Rector had never seen such a book. “People can do that?”

“I don’t know. It might’ve just been a story.”

“Let me see that thing.”

Zeke handed it over. “Sure, but be careful with it. That’s the only one. But you saw the monster—I mean, the inexplicable. Do you think this would fit over his head?”

Rector weighed the thing in his hands. It was heavy indeed—heavier than it looked, and big enough to hold a few gallons of water. “I think so, yeah.”

“Then we should try it. Let’s take it to Angeline, when she gets up and around.”

“What time is it right now?”

“No idea. Maybe a smidge before dawn.”

Rector yawned. “No wonder I’m so tired.”

“Should’ve stayed in bed.”

“So should you,” he shot back.

“Well, neither one of us did—so let’s go to the kitchen and get some breakfast. Then we’ll see what Angeline has to say about the mask idea, and she can tell us if she thinks we’re crazy.”

Twenty-six

Angeline did not think they were particularly crazy. In fact, when they caught up to her and Houjin in the Vault’s main parlor area, she rather liked the idea. “It’ll be easier to put a hat on ’im than haul him anyplace civilized for safekeeping, won’t it? Of course, this won’t make it any easier to catch him.”

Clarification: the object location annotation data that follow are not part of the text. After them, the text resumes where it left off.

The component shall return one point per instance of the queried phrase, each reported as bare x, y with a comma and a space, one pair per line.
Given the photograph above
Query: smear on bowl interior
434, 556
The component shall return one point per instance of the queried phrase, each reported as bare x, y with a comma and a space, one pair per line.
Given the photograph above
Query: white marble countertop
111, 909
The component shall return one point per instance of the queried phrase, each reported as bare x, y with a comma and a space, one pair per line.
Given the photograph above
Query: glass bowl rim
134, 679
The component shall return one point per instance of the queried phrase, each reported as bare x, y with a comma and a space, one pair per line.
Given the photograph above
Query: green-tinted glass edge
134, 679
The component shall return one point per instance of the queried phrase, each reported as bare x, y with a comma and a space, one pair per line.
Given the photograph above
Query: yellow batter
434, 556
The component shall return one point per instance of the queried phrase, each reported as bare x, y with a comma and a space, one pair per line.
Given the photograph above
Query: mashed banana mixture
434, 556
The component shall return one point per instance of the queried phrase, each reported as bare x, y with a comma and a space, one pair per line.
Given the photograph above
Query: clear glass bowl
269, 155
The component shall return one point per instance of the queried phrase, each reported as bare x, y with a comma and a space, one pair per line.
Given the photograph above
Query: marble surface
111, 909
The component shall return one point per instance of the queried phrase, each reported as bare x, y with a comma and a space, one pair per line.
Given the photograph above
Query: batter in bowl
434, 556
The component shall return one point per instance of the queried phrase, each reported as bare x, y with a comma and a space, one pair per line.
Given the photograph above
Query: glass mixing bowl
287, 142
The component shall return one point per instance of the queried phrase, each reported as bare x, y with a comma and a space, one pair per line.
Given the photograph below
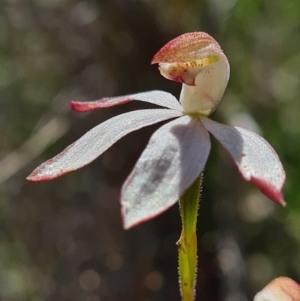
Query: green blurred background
63, 240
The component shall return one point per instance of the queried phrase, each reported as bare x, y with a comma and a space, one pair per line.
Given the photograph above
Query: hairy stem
187, 243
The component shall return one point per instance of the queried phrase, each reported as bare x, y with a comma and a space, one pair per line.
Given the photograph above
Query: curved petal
98, 140
175, 155
159, 98
255, 158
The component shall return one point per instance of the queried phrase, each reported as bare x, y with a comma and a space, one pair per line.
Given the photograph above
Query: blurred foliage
63, 240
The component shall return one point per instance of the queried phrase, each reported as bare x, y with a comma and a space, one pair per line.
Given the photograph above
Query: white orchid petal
98, 140
156, 97
280, 289
255, 158
175, 155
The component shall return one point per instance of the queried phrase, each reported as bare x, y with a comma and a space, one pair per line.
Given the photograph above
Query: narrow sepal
156, 97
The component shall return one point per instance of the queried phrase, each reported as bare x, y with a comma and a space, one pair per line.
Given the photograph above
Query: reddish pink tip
185, 48
269, 190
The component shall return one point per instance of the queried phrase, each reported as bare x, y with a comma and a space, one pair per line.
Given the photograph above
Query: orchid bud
280, 289
197, 61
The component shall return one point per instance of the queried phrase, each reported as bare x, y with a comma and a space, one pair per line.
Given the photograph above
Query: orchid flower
177, 152
171, 165
280, 289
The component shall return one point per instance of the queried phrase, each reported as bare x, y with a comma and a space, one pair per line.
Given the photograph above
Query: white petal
175, 155
156, 97
255, 158
98, 140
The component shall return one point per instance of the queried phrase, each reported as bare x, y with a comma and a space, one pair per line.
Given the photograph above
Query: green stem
187, 243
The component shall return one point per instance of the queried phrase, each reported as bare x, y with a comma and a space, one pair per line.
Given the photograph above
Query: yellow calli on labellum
177, 152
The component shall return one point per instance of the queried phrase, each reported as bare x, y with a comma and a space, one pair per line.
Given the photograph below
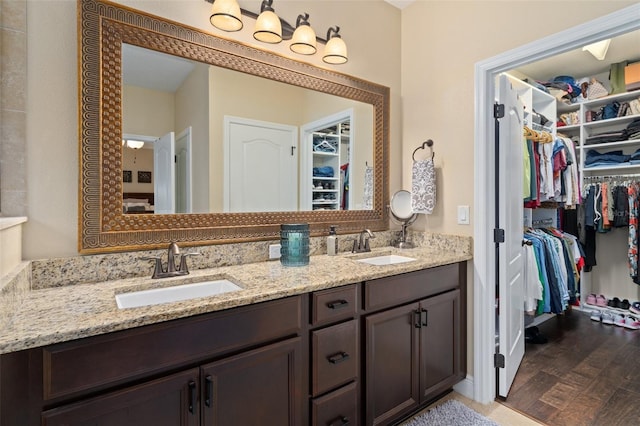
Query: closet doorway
485, 271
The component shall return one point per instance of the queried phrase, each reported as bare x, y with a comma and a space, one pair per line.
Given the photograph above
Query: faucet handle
183, 268
157, 271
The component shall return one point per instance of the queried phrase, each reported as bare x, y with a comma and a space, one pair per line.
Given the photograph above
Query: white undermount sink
175, 293
388, 259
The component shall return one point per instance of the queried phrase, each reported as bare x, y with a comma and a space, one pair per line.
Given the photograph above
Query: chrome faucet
361, 244
171, 270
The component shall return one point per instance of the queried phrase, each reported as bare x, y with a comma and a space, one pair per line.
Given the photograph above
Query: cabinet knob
337, 304
192, 396
340, 421
338, 358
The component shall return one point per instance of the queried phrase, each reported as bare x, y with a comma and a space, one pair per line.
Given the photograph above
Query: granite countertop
41, 317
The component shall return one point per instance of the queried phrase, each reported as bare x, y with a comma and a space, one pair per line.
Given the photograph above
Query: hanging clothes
558, 261
611, 202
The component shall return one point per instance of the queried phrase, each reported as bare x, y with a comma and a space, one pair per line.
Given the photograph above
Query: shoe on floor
607, 317
632, 323
601, 301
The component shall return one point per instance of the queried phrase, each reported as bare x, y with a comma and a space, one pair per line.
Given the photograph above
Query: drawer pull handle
338, 304
340, 421
209, 391
417, 319
192, 395
338, 358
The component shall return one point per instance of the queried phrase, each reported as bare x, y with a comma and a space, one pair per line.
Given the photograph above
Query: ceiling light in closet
598, 49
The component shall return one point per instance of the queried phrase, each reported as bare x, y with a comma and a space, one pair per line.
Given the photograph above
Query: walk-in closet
581, 187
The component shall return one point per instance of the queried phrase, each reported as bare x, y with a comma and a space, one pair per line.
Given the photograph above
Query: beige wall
441, 42
52, 101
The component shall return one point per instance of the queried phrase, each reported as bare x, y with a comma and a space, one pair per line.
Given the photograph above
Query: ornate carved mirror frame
103, 227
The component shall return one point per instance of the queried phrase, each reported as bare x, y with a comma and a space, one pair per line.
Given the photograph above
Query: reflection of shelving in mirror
327, 144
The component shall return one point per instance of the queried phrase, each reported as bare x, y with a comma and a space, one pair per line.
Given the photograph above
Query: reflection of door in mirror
260, 167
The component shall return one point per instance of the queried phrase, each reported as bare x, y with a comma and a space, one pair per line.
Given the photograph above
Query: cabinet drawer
98, 362
334, 304
334, 356
337, 408
397, 289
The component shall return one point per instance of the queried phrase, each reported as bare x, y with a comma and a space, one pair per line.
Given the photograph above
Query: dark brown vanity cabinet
415, 351
239, 366
335, 357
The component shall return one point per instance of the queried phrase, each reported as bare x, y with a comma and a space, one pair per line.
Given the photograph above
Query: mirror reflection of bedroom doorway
170, 158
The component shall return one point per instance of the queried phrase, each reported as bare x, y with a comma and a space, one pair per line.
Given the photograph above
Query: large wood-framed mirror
108, 33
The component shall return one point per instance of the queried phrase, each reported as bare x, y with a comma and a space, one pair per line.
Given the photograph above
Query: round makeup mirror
401, 211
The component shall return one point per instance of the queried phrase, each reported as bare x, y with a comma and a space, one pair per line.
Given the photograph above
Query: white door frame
617, 23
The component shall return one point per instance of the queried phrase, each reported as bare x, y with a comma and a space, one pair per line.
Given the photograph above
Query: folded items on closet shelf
325, 171
595, 158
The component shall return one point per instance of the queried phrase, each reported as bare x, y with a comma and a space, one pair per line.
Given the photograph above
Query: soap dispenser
332, 241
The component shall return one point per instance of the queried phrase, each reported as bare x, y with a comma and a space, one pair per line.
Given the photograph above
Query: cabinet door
259, 387
169, 401
392, 348
439, 344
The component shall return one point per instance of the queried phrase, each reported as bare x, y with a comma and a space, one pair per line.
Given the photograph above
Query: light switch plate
463, 215
274, 251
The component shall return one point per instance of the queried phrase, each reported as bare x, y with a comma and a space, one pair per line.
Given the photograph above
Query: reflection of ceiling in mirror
153, 70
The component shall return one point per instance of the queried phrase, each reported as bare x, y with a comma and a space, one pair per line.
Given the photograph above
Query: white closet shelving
585, 129
329, 150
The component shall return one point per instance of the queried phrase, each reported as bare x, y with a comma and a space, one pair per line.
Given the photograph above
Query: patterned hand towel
368, 188
423, 186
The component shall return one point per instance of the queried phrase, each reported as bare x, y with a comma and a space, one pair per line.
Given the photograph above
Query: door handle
417, 318
192, 395
208, 397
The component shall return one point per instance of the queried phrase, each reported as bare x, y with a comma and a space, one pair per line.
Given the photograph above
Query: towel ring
427, 143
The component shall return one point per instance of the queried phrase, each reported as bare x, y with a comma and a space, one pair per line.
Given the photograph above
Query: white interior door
261, 166
164, 174
183, 172
510, 252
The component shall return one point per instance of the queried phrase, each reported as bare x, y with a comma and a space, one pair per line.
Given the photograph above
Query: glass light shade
134, 144
304, 40
268, 28
598, 49
226, 15
335, 52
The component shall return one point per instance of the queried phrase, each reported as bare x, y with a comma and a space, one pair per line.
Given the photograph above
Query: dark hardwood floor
587, 374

“No, that part will be up to us,” Houjin said. He was holding the mask and examining it, no doubt thinking of ways it could be improved. “If only we knew what he wanted, we could lure him out—maybe get him to chase us.”

Rector shuddered. “I hate everything about that plan.”

“Food,” Zeke proposed. “Water. That’s all the fox wants, as far as we can tell. It ain’t even trying to bite us or nothing.”

“It’s a start,” the princess mused. “But running through the Blight carrying a bucket of water … that plan won’t end well. Food will be easier.”

“What do they eat?” Rector asked.

Houjin smirked. “He tried to eat you.”

“I bet I’m delicious. But I don’t want to be monster bait.”

“Not a monster,” she reminded them. “Call him by his name, Sasquatch. Is that so hard?”

Rector said, “No, ma’am,” and Zeke shrugged.

Angeline shook her head. “I’m still thinking about food. Just about everything native to this place lives on the same diet, if it’ll eat plants and animals both. Let’s assume Sasquatch is that kind of creature.”

Rector frowned. “Why?”

“Because it’s shaped like us, and kin to us, and we’re the sort of creatures who eat both plants and animals. Which gives me a good idea … You boys stay out of trouble for the morning. I’ll be back in a bit.”